Brian Robinson, the first Briton to win a stage of the Tour de France, has died at the age of 91.
Robinson won stages of the Tour in both 1958 and 1959, and was also the first British rider to complete cycling’s most famous race in 1955.
A pioneer for Britons racing on the continent, he also won the prestigious Criterium du Dauphine stage race in 1961 and was the first Briton to stand on the podium of one of cycling’s Monuments, Milan-Sanremo, finishing third in 1957.
The Yorkshireman’s death was announced by his grandson and fellow cyclist Jake Womersley, who wrote on Twitter: “It’s with great sadness the family of Brian Robinson have to announce his passing yesterday.”
Born in Mirfield, West Yorkshire, Robinson joined his local cycling club as a teenager and later took up racing in between working for the family building company.

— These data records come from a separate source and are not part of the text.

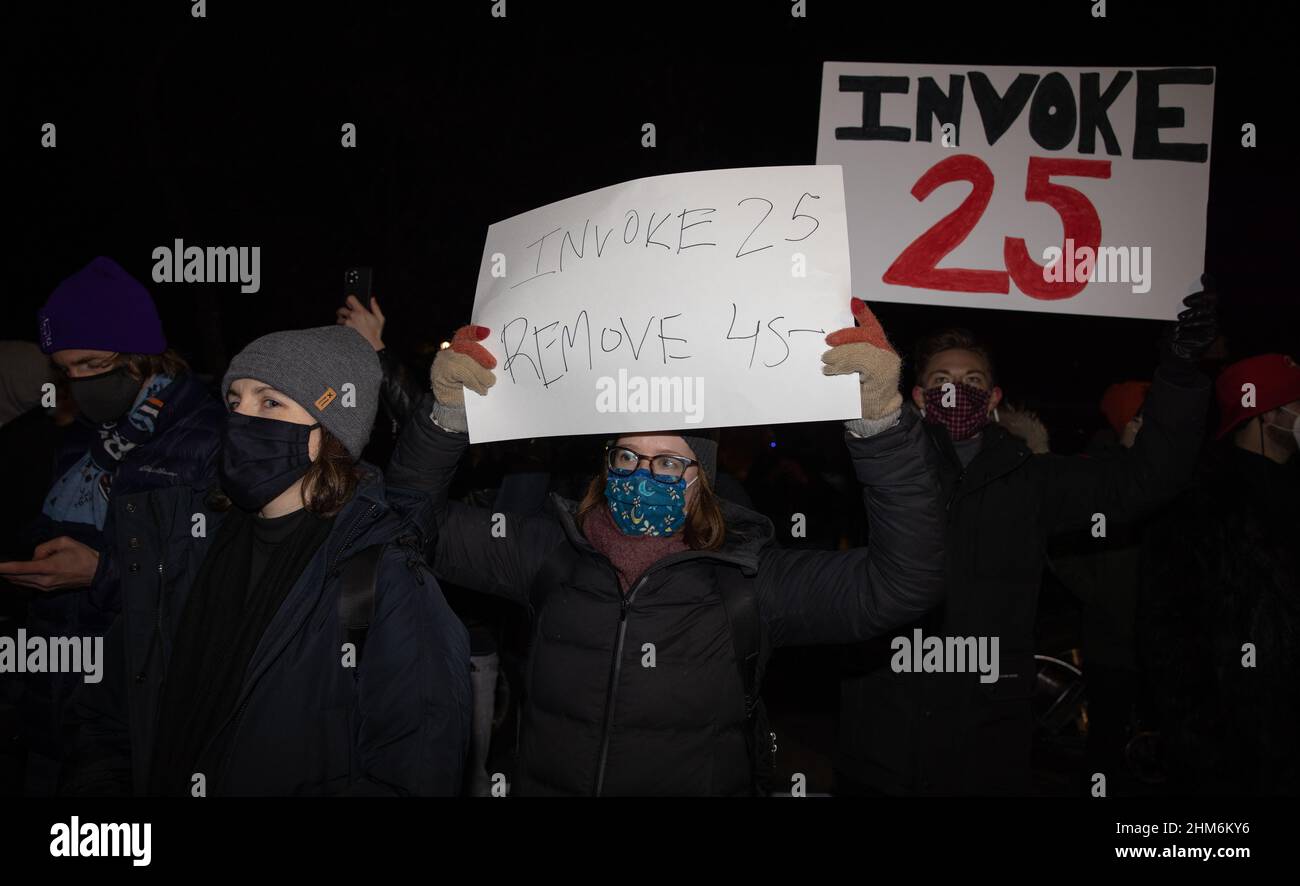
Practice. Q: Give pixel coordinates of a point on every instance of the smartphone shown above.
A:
(356, 281)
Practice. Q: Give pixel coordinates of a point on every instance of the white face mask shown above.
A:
(1294, 428)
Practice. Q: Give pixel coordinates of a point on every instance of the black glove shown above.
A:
(1197, 325)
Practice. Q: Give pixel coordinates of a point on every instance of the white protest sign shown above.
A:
(1064, 190)
(670, 303)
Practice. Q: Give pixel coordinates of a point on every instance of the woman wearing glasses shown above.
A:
(642, 593)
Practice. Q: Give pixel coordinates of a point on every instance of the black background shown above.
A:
(225, 130)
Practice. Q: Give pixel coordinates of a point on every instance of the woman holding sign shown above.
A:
(655, 603)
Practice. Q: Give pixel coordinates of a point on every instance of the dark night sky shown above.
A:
(226, 131)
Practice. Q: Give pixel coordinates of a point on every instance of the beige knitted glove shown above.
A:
(865, 350)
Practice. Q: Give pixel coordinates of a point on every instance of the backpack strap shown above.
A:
(356, 598)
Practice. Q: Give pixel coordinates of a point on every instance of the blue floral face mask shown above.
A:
(642, 506)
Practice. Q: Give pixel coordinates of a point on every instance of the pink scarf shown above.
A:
(629, 555)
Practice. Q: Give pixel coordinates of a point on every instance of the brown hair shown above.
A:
(705, 525)
(949, 339)
(143, 365)
(329, 483)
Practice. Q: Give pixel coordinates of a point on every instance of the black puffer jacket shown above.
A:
(949, 733)
(598, 721)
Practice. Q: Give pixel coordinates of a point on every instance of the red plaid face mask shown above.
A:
(966, 413)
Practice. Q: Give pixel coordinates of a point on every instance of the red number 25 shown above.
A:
(917, 264)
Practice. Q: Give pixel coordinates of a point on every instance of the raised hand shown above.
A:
(865, 350)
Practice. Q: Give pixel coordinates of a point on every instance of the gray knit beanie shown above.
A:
(332, 372)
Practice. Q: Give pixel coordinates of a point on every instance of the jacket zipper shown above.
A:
(625, 603)
(615, 667)
(243, 706)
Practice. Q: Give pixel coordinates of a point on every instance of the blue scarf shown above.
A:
(81, 495)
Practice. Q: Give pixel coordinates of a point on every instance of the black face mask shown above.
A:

He competed for Britain at the 1952 Olympics before turning professional, riding the Tour de France for the first time in 1955 when he finished 29th overall.
In 1958 he took Britain’s first stage win, on stage seven from Saint-Brieuc to Brest, though he did not get to raise his arms in victory that day, only learning he had won later in the evening when news came through that Italian Arigo Padovan, first across the line, had been disqualified.
He made up for that a year later when he won stage 20 of the 1959 Tour, from Annecy to Chalon-sur-Saone, by a full 20 minutes.
At a time when many professional cyclists lived hand to mouth, Robinson retired at the age of 33 to return to the UK with his family, still riding his bike in relative anonymity until he became an ambassador for the Grand Depart of the Tour de France in Yorkshire in 2014.